Sightseers and social media scrollers have flocked to the slopes of Fagradalsfjall, a volcano erupting 40 kilometres west of the Icelandic capital Reykjavik. Having produced less than 1 square kilometre of lava this eruption could be deemed relatively minor, allowing bystanders to get up close and personal. Among the hubbub, you might also spot Dr Evgenia Ilyinskaya from University of Leeds, just one of the researchers measuring and observing the event from an alarmingly small distance. Her interest is more in the invisible toxic gases and trace elements being emitted from one of the deepest magma eruptions in recent times than the more cinematic molten rock.

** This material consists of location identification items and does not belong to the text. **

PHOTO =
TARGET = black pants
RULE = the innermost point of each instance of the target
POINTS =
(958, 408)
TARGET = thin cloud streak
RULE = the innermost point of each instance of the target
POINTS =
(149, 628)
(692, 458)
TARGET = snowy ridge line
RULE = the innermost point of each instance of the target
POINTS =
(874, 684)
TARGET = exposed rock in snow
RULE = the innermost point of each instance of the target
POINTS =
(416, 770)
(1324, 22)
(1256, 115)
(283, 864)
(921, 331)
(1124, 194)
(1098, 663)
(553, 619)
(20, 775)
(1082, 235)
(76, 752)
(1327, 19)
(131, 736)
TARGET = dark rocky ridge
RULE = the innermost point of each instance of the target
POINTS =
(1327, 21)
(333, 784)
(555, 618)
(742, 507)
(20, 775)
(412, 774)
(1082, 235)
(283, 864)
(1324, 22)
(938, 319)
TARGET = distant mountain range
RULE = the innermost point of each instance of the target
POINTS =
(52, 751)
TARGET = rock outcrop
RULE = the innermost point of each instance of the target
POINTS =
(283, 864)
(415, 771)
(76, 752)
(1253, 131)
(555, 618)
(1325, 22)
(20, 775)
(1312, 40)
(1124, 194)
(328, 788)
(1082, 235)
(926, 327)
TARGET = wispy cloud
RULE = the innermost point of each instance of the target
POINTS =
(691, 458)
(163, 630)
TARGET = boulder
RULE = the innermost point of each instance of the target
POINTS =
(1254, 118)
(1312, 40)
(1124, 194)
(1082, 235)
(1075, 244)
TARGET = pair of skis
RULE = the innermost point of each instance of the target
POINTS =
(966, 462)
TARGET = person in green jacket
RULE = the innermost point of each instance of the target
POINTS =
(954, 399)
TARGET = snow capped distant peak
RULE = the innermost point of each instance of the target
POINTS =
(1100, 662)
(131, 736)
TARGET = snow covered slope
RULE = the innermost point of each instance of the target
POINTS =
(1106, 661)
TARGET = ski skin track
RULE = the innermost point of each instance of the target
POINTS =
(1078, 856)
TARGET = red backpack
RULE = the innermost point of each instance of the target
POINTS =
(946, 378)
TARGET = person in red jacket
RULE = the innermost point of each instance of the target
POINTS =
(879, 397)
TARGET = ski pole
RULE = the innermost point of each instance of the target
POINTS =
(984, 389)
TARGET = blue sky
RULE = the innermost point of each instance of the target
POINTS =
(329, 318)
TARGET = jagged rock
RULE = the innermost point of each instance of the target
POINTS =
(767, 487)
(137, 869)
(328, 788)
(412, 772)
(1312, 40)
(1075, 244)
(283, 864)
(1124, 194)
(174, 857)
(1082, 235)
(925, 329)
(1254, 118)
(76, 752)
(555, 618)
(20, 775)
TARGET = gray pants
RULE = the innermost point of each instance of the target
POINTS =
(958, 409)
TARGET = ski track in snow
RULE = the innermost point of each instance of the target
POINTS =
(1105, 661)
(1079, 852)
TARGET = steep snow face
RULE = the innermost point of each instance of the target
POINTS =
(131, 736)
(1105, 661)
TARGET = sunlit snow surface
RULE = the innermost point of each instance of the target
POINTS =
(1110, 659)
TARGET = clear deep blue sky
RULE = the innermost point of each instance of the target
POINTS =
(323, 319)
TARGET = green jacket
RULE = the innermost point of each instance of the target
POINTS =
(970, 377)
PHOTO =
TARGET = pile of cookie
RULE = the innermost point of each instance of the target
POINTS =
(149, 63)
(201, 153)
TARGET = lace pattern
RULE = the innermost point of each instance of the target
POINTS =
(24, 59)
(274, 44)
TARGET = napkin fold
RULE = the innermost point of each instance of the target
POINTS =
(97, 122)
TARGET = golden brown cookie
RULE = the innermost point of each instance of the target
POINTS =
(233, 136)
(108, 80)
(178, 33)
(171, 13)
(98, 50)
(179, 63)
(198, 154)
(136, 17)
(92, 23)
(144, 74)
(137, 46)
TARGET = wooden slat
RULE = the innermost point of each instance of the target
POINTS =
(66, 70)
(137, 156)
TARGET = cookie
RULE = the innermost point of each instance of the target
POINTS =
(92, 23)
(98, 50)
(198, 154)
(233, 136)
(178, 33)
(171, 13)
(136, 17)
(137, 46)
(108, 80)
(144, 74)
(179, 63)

This week scientists working on results from the Large Hadron Collider at CERN announced intriguing evidence (NB “evidence” – not yet a definite discovery) of physics beyond our current understanding. Everything we can detect directly in the universe is made from a few basic building blocks, fundamental particles. These particles are governed by four universal fundamental forces. Our best understanding of these forces and particles are sewn together in the Standard Model of particle physics. Since the 1970s this model has been able to explain most of our experimental results, but not all. Professor Gudrun Hiller from Technische Universität Dortmund has been theorizing as to what sort of experiments might lead to evidence of where the model might be incomplete. And this week, she has reason to feel a little bit proud. As she and her fellow member of the LHCb consortium, Harry Cliff, explain, a mysterious asymmetry in the way certain quarks – beauty quarks – have been seen to decay could be pointing at a deeper, more sophisticated, picture of the nature of the universe. Theorists are theorizing all around the world: could this be a new class of particle called a “leptoquark” that mediates a whole new type of force?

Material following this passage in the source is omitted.